Speaker: Mohammad Laghari


Time: August 6th, 2018, 10:30 AM


Place: SOS Z21

Koç University

Rumeli Feneri Yolu

Sariyer, Istanbul


Thesis Committee Members:

Asst. Prof. Dr. Didem Unat (Advisor, Koç University)

Prof. Dr. Yücel Yemez (Koç University)

Asst. Prof. Dr. Ayşe Yılmazer (İstanbul Technical University)



Memory bandwidth has long been the limiting scaling factor for high performance applications. To overcome this limitation, various heterogeneous memory systems have emerged. A heterogeneous memory system is equipped with multiple memories each with distinct characteristics. Among other characteristics, one common characteristic across these systems includes a memory with a significantly higher bandwidth than the others. This particular memory is known as the high bandwidth memory in general. Some of such high bandwidth memory (HBM) technologies include the hybrid memory cube (HMC) by Micron and high bandwidth memory standard by JEDEC. Intel’s latest Xeon Phi processor, namely Intel Knights Landing (KNL), is equipped with an HBM known as the multi-channel DRAM, or MCDRAM, along with a DDR. The MCDRAM boasts up to 450 GB/s memory bandwidth as compared to its slower counterpart DDR which boasts only up to 88 GB/s. Unfortunately, as the bandwidth increases, the access latency for MCDRAM increases. Due to technology limitations and the high price per byte rate, HBM is offered in a small capacity as compared to traditional DDR in heterogeneous memory systems. Therefore, to overcome the smaller capacity of HBM, a heterogeneous memory system is also equipped with a higher capacity DDR. In such systems, the programmer is offered a choice to perform explicit allocations to each memory or let hardware handle data caching to the HBM. An intelligent object allocation scheme can yield a performance boost of the application. On the contrary, if allocation is made without considering memory and application characteristics the overall performance of an application can drastically degrade. The object allocation choice coupled with the choice of deciding a system configuration can overburden the programmer resulting in increased programming effort and time consumption.

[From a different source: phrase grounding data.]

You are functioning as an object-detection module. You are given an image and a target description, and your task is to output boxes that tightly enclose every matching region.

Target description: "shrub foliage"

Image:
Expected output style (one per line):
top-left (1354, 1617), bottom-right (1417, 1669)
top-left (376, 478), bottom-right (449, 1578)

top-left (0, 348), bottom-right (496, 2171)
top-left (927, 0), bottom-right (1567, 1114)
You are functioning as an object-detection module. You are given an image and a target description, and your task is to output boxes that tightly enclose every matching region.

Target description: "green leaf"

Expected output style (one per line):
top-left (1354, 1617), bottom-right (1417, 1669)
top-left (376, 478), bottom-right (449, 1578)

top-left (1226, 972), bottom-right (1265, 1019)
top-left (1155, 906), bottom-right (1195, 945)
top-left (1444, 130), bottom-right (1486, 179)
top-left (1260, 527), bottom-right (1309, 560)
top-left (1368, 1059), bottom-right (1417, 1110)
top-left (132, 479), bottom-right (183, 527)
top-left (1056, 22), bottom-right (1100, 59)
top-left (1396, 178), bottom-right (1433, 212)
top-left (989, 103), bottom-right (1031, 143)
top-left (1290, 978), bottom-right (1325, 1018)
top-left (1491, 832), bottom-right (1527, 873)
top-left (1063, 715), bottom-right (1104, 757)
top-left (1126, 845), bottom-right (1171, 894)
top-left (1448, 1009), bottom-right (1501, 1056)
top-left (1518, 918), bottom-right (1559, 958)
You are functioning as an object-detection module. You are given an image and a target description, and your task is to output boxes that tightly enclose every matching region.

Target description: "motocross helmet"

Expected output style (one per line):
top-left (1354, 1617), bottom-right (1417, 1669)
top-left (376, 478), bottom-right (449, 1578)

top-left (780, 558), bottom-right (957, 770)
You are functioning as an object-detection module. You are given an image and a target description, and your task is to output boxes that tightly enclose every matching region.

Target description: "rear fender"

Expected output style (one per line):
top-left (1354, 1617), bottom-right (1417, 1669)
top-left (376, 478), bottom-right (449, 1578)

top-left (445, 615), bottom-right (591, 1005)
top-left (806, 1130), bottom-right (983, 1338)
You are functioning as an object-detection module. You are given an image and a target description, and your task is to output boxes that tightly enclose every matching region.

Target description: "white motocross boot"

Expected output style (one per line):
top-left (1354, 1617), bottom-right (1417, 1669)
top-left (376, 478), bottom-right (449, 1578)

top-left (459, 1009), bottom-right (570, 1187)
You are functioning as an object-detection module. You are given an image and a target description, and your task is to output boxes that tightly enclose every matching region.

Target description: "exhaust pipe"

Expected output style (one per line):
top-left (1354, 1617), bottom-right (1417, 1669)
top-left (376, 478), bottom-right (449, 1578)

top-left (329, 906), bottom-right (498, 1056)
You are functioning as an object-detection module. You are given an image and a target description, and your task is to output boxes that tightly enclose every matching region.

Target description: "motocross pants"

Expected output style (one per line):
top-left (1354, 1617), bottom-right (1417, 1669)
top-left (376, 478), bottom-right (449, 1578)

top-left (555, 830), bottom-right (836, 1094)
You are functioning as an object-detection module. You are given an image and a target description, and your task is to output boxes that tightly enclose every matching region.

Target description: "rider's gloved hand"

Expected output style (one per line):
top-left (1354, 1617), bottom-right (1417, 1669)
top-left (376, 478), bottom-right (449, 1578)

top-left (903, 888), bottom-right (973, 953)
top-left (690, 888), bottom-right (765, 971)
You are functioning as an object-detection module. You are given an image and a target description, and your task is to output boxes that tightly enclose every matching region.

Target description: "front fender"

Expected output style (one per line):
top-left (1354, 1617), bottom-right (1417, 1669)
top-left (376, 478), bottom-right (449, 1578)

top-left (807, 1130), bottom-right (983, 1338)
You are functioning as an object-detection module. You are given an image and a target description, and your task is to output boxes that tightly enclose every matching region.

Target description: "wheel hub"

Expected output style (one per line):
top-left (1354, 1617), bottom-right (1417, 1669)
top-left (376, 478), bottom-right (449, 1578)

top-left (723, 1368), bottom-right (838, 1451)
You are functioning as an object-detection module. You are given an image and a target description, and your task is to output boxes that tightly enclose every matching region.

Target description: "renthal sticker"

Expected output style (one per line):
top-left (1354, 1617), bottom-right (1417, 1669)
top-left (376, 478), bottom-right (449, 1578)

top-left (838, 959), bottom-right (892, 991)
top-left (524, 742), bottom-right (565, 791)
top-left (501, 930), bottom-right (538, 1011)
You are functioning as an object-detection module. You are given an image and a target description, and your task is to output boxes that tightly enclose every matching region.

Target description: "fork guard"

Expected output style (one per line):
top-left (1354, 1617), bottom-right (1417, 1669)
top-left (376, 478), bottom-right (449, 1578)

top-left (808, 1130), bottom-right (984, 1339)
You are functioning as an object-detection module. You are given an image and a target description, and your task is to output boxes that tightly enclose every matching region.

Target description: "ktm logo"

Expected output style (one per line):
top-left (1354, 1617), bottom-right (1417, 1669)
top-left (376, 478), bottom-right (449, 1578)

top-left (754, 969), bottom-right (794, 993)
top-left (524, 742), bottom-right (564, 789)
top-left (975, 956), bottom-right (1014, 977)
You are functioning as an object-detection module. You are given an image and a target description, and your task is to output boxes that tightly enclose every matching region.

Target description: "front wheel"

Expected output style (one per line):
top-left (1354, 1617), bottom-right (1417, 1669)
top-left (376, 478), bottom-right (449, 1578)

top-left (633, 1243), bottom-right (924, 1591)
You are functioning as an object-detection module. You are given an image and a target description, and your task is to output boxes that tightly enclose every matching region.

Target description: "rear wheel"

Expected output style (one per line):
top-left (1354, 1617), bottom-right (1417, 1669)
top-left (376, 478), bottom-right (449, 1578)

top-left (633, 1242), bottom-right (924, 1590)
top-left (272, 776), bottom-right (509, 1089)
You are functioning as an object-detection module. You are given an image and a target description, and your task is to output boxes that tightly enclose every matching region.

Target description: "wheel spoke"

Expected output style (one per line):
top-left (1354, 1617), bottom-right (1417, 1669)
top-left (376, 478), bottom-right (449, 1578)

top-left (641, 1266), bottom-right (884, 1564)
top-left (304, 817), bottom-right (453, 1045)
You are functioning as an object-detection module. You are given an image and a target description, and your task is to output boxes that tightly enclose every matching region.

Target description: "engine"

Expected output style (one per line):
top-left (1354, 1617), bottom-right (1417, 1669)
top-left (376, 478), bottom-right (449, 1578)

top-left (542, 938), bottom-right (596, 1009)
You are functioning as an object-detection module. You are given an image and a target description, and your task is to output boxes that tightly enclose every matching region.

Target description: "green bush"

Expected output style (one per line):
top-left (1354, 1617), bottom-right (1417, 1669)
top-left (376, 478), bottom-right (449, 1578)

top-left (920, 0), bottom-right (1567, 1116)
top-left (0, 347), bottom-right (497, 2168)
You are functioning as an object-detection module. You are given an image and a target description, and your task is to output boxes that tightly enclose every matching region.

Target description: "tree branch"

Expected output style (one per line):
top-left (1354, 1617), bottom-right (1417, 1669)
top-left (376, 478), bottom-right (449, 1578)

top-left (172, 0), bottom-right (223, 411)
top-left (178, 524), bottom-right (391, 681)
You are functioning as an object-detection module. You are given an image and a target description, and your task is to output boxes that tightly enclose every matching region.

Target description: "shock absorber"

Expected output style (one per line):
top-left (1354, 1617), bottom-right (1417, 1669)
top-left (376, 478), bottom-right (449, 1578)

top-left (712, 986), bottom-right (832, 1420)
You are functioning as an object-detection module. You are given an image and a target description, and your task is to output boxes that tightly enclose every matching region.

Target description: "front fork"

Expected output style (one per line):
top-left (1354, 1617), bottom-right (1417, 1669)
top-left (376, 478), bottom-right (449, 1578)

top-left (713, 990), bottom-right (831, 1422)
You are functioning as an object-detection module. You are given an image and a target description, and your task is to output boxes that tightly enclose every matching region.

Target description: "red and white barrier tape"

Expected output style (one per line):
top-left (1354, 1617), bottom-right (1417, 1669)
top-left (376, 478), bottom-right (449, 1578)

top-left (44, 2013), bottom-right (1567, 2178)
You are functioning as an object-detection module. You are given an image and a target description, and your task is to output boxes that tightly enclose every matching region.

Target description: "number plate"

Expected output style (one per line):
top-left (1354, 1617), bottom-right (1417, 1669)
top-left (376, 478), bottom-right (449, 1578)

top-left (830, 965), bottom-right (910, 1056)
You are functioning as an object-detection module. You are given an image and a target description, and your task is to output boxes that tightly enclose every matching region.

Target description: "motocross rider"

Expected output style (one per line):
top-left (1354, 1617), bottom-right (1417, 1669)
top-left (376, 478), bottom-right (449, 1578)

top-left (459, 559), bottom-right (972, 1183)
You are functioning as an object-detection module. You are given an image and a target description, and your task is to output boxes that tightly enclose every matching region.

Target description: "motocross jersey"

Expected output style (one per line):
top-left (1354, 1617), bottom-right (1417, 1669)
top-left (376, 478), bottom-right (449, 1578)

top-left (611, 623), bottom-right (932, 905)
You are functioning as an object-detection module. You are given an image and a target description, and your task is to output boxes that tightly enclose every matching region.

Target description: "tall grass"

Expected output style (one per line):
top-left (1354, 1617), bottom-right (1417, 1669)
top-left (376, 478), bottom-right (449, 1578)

This thesis presents an object allocation scheme which is based on a system and application specific cost model, a combinatorics optimization algorithm commonly known as the 0/1 Knapsack and a tool which combines these two components in practice. The cost model considers various characteristics of application data such as the object sizes, memory access counts, type of access, etc. In addition to application characteristics, the cost model also considers memory bandwidth under various conditions, including data streaming bandwidth and data copy bandwidth. These characteristics make our cost model rich allowing it to suggest an intelligent object allocation scheme. Using the aforementioned characteristics, the cost model determines a score for each object. These scores are used as values for each object in the 0/1 Knapsack algorithm to determine objects to be allocated on HBM where Knapsack size is HBM size. The tool uses the cost model to make an intelligent decision for object placement. The tool comes in two flavors: 1) static placement where object placement is decided in the beginning of application execution and 2) dynamic placement where objects are evicted and admitted to high bandwidth memory on the run based on application phases thus incurring the object movement cost. In the latter variant, the cost model considers the movement cost of objects from one memory to another while deciding on objects to be placed on the HBM. The tool is also capable of conducting object transfers asynchronously. The asynchronous transfers allow the tool to hide the transfer cost between phases.


We evaluate our allocation scheme using a diverse set of applications from NAS Parallel and Rodinia benchmark suites. The included applications have varying workloads and memory access patterns which exhibit the characteristics of real world applications. During the evaluation, Intel’s Knights Landing and its high bandwidth memory, namely MCDRAM, was used. The object placement suggested by the tool yields a speedup of up to 2.5x. We observe that latency-sensitive applications fail to benefit from high bandwidth memory allocation. This is because of the higher access latency of HBM. We also compared the results with the automatic hardware caching of Intel KNL. In hardware mode, the application is executed on the system without any changes and the caching is done by hardware automatically. We observe that our allocation scheme yields result better than that of hardware caching majority of the time.